PL or Private Line is a continuous tone coded squelch system (CTCSS). It is simply a SUB-AUDIBLE carrier included with a transmission to open up squelches that are set to a particular SUB-AUDIBLE tone. It really has nothing to do with privacy at all, it primarily allows multiple users to share a given frequency, or secondly to filter out strong adjacent frequencies that may interfere.
Example:
Let's say you share 464.3375 MHz with 3 other buisinesses. Obviously you would only want to listen to "your" company, and not have to listen to the others "dirty laundry". So you would have your radios' squelches set to "open up" on a particular sub audible tone, let say 162.2Hz. The other 2 companies would have their own seperate sub audible tones. Say company "B" is 71.9Hz, and company "C" is 233.6Hz.

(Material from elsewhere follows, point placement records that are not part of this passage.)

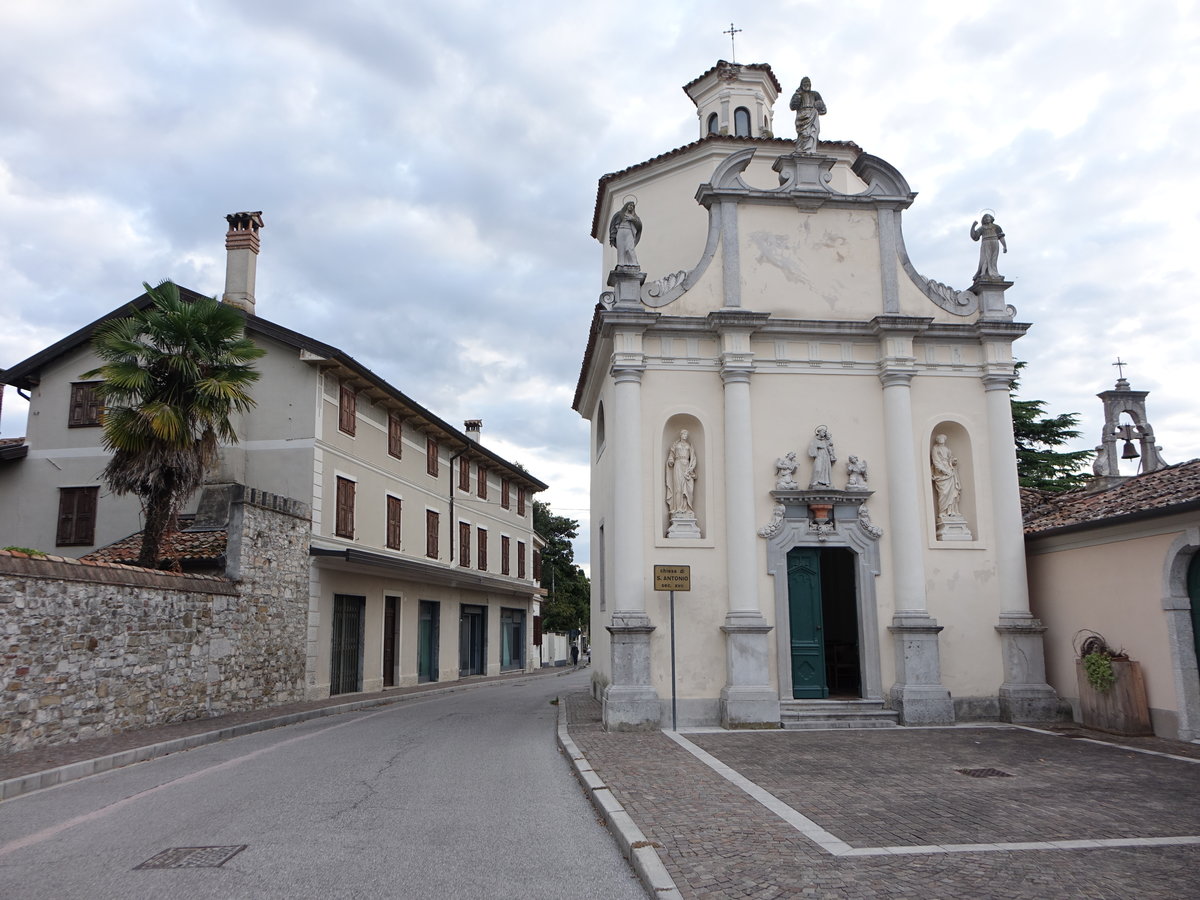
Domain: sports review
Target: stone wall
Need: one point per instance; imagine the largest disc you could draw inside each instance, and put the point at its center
(94, 649)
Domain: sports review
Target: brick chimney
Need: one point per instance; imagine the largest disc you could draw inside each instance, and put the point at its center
(241, 245)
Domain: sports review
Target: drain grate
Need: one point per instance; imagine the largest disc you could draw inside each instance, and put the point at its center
(192, 857)
(983, 773)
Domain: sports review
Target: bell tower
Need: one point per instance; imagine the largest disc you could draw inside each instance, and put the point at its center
(735, 99)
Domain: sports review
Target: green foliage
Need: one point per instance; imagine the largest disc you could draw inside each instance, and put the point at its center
(1038, 462)
(1098, 669)
(568, 605)
(173, 376)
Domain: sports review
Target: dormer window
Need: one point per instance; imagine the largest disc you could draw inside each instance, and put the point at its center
(742, 123)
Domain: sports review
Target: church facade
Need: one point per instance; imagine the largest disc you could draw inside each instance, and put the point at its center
(780, 402)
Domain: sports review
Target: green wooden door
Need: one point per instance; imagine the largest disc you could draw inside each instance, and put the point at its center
(808, 634)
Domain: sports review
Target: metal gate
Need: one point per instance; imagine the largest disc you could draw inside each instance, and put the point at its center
(346, 657)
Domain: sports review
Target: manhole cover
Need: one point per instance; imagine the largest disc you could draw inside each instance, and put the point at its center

If you key up your radio, only "your" radios that are set to 162.2Hz will open their squelches to hear you. The other 2 companies will have a "busy" light come on, and they will not be able to key up until that light goes off, and their squelches will remain closed. Radios strictly built for this kind of communication have no squelches, other radios may have squelches but are disabled and both type only open up when it hears it's own particular sub audible tone.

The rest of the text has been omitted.